Já em 1838, Nísia Floresta desacatou a sociedade ao abrir uma escola para meninas —brancas—, ensinando línguas, matemática, ciências naturais e sociais. O direito ao voto feminino, apesar de restrito às maiores de 21 anos alfabetizadas, foi incluído na Constituição de 1934, após décadas de insolência e teimosia, somadas às perseguições a quem lutava por direitos políticos iguais aos dos homens.

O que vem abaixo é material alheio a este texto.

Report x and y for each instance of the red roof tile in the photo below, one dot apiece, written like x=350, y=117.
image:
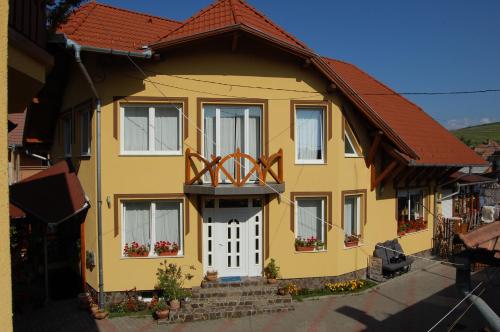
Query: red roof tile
x=433, y=143
x=227, y=13
x=98, y=25
x=16, y=135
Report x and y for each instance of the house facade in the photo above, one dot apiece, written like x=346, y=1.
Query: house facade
x=232, y=139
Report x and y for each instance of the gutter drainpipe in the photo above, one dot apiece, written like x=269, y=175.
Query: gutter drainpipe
x=77, y=48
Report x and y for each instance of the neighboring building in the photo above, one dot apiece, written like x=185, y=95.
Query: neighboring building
x=326, y=150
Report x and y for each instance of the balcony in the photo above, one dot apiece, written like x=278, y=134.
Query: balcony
x=234, y=174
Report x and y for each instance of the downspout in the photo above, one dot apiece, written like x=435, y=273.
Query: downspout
x=78, y=59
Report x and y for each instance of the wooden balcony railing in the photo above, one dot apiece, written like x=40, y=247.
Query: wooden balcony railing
x=258, y=170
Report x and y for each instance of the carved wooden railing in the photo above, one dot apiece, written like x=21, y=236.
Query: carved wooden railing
x=258, y=169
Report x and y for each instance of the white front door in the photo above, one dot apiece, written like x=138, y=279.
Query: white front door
x=232, y=238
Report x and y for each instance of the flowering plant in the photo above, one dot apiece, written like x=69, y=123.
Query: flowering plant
x=135, y=249
x=166, y=246
x=309, y=242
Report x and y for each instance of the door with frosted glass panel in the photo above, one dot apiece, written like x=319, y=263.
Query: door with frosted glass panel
x=228, y=128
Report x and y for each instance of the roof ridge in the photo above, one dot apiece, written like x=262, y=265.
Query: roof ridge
x=269, y=21
x=193, y=17
x=136, y=12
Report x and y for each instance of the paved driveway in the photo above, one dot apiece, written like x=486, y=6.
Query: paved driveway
x=413, y=302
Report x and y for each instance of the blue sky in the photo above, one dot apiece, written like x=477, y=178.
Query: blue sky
x=412, y=46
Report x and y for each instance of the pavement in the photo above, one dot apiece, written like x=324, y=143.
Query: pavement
x=412, y=302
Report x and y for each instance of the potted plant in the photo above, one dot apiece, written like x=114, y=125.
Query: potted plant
x=272, y=271
x=161, y=309
x=211, y=275
x=308, y=244
x=170, y=279
x=135, y=249
x=351, y=240
x=166, y=248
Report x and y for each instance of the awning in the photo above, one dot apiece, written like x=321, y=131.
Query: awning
x=52, y=195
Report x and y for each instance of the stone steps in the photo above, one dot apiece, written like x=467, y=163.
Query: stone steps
x=230, y=300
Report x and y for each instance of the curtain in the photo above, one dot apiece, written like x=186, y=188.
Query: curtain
x=167, y=128
x=309, y=126
x=136, y=129
x=167, y=220
x=137, y=217
x=350, y=216
x=309, y=218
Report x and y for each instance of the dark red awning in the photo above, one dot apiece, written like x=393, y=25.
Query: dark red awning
x=52, y=195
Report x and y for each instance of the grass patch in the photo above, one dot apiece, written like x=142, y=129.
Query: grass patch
x=305, y=293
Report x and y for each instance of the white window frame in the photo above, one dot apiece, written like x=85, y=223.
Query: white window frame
x=245, y=130
x=296, y=208
x=85, y=113
x=68, y=145
x=407, y=194
x=152, y=226
x=310, y=161
x=151, y=134
x=348, y=138
x=358, y=212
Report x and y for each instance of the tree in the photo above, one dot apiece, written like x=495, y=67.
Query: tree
x=58, y=12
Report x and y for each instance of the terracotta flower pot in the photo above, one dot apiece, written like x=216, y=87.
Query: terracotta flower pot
x=162, y=314
x=271, y=280
x=299, y=248
x=175, y=304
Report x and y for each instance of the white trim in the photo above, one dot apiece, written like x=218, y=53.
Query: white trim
x=85, y=113
x=152, y=226
x=323, y=138
x=151, y=131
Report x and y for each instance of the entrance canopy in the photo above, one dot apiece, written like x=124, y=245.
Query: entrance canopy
x=52, y=195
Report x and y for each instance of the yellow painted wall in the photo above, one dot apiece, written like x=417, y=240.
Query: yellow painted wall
x=165, y=174
x=5, y=275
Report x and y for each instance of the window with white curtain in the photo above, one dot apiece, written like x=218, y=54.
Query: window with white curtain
x=310, y=218
x=309, y=140
x=85, y=133
x=148, y=222
x=352, y=215
x=151, y=129
x=67, y=124
x=227, y=128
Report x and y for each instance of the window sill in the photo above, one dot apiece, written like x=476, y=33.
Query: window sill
x=354, y=247
x=311, y=252
x=411, y=233
x=152, y=257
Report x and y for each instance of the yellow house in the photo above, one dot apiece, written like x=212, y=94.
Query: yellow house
x=232, y=139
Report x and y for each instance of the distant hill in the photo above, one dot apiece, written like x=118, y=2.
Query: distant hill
x=475, y=135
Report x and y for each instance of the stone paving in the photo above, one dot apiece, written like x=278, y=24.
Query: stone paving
x=412, y=302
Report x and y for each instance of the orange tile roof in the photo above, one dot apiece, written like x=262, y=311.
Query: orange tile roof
x=226, y=13
x=16, y=135
x=433, y=143
x=98, y=25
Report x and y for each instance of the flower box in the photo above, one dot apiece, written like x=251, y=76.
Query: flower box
x=301, y=248
x=169, y=253
x=352, y=243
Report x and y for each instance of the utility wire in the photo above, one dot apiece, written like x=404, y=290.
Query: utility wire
x=287, y=199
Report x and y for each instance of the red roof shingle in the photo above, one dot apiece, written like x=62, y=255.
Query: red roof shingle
x=227, y=13
x=98, y=25
x=433, y=143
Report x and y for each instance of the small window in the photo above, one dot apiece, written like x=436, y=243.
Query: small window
x=310, y=218
x=85, y=133
x=148, y=223
x=67, y=126
x=152, y=129
x=309, y=144
x=352, y=215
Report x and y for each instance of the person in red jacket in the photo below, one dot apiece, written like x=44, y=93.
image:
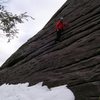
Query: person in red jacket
x=59, y=28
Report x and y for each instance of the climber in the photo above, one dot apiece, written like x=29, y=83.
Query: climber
x=59, y=28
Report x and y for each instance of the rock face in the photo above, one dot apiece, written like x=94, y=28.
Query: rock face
x=74, y=61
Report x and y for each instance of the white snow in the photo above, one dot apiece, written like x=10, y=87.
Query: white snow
x=36, y=92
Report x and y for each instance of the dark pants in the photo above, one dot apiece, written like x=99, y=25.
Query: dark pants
x=58, y=33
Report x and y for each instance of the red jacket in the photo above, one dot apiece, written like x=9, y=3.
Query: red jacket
x=59, y=25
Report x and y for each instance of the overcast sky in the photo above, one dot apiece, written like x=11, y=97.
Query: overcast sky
x=41, y=10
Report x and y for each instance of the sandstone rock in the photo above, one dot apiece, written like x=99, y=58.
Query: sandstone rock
x=74, y=61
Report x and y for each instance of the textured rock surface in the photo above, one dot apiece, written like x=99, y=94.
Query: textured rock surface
x=74, y=61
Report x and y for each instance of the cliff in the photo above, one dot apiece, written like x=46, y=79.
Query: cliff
x=74, y=61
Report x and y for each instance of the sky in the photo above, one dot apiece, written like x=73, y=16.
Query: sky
x=41, y=10
x=35, y=92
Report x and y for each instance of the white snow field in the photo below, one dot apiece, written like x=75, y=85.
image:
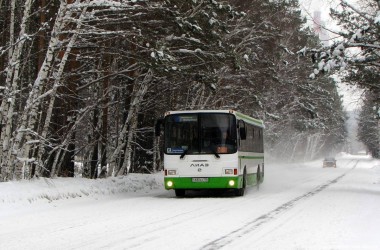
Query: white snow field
x=299, y=206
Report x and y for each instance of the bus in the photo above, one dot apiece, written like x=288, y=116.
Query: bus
x=211, y=149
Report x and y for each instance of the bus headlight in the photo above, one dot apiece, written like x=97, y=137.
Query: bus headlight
x=172, y=172
x=229, y=171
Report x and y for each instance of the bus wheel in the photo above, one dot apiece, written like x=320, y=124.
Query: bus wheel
x=179, y=192
x=240, y=191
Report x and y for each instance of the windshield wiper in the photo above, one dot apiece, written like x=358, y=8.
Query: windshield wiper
x=183, y=154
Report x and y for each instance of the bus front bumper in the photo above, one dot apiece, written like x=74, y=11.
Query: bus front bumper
x=203, y=183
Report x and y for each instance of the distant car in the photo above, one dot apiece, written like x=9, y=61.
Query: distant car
x=329, y=162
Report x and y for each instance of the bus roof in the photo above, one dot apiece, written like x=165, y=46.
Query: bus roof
x=245, y=118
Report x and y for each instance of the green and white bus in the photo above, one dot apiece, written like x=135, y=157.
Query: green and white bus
x=211, y=149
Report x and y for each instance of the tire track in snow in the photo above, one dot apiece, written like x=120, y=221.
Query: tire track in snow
x=268, y=217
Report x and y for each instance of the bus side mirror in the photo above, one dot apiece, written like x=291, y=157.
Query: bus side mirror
x=157, y=127
x=242, y=130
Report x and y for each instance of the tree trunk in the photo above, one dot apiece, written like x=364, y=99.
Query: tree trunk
x=125, y=137
x=12, y=84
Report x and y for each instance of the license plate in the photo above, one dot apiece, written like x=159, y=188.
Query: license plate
x=200, y=179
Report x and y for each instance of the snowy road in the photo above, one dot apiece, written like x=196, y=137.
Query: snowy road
x=300, y=206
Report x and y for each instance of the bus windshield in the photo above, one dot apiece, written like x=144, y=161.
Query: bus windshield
x=200, y=133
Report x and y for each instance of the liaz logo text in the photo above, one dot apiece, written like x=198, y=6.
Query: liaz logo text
x=198, y=165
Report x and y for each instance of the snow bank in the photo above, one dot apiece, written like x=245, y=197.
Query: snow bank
x=45, y=189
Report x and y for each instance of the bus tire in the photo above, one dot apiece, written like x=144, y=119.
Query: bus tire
x=240, y=191
x=179, y=192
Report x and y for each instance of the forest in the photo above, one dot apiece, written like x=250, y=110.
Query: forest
x=83, y=81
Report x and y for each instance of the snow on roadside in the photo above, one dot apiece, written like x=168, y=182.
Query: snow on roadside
x=46, y=189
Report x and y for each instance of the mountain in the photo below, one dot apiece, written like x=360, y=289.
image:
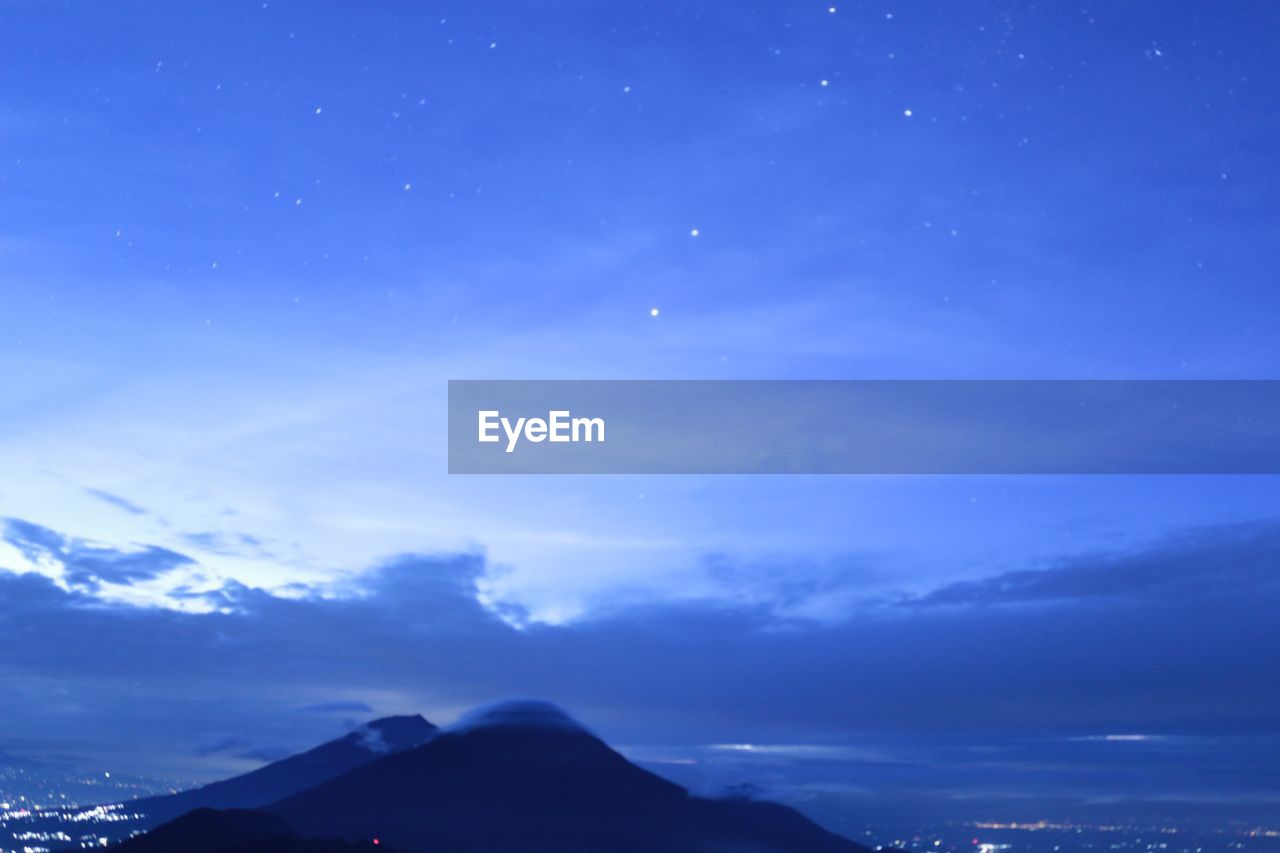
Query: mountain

Ainda hoje, são muitas as barreiras enfrentadas pelas meninas para terem acesso à educação e desfrutarem da literatura como direito: condições socioeconômicas, trabalho doméstico, pobreza menstrual, gravidez precoce —associadas à carência de políticas públicas antirracistas e antissexistas de ensino.


Cristianne Lameirinha*

Autora do romance “A Tessitura da Perda” (ed. Quelônio), pelo qual foi finalista do Prêmio Jabuti e do Prêmio São Paulo de Literatura, ambos na categoria Estreante (2023); mestre e doutora em letras (literatura francesa, FFLCH-USP)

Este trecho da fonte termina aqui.